Otso's engineers have been riding fatbikes ever since they have been readily available as mass-production bicycles, and with their experience and expertise, decided to try and improve the sluggish feel that fatbikes traditionally have. Instead of designing the bike around the size of tire, Otso engineered the bike from the bottom bracket out. By using the 83mm DH bottom-bracket standard, Otso is able to narrow the Q-factor by 20mm over the normal fatbike standard, thus bringing the riders' feet within a normal pedaling range under the hips.
The high-end carbon Taiwanese-built frame features more carbon and less fibreglass and filler, a detail you really notice when you pick up the deceivingly light frame and look closely at its construction and aesthetics.
Not only does a narrower Q-factor improve your biomechanics, but it was also my experience that the bike handles better. When riding the Voytek, I noticed the bike cornered better than a traditional fatbike due to the reduction in leverage provided by the narrower Q-factor. Imagine an outrigger boat – the “outrig” stabilizes and prevents the boat from tipping. On a fatbike, the wider Q-factor acts like an outrigger, making it harder to tip the bike into a corner. The Voytek rides more like a traditional mountain bike, making it easier to lean into and rail corners.
Speaking of railing corners, the Voytek is equipped with the shortest chainstays of any production fatbike (430mm). The patent-pending Tuning Chip rear-dropout system allows the chainstay length to be changed from a nimble 430mm to an in-between position of 440mm to a stable 450mm length. I tested the Voytek in the 430mm position and found the ride extremely playful and fun. Coupled with the added benefit of the above-mentioned narrow Q-factor, I ripped corners that I regularly ride so swiftly that it gave me a perma-grin.
The modern geometry, with its slacker headtube angle and shorter
chainstays, really does blur the line between a plus bike and a fatbike, as Otso suggests. With the narrowest Q-factor of any production fat-tire-compatible bike, the Voytek feels like a mountain bike, and opens up a new dimension in summer or winter riding with its potential to be the one mountain bike for all seasons. I found the geometry spot on, and its handling really does feels more like that of a mountain bike than that of a traditional fatbike.
The Voytek has been built with a “no compromise spec,” and features a Shimano 1x11 drivetrain and disc brakes, DT Swiss 340 177 and 150mm hubs, custom 70mm Lithic Rhyolite aluminum tubeless compatible rims and Terrene Wazia tires. These fundamental parts have been carefully selected to deliver a superior ride, while customizable options are available that upgrade cranks, cockpit, wheels and tires. The shifting and braking was flawless, even in sub -20°C temperatures, and the Terrene tires, set up tubeless, hooked up exceptionally well in snow-packed singletrack.

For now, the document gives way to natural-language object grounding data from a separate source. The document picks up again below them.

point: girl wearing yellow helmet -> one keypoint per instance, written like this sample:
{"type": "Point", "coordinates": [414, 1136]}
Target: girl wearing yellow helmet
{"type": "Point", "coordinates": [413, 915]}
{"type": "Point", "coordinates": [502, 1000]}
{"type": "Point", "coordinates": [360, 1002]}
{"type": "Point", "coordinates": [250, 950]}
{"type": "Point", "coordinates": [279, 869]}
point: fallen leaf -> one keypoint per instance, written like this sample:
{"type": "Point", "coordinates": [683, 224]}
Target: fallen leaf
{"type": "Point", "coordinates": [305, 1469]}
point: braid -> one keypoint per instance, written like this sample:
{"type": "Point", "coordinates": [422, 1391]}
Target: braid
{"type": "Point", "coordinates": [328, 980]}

The Voytek was a pleasure to ride. In winter-riding conditions, it performs as you would like a fatbike to, without any sluggish, heavy feel. The narrow Q-factor is a significant benefit, as it also does away with any knee pain that may arise from prolonged wider-leg pedaling. With the hidden benefit of less outrigging, the bike handles much more like a mountain bike, which increases the winter-riding stoke factor exponentially.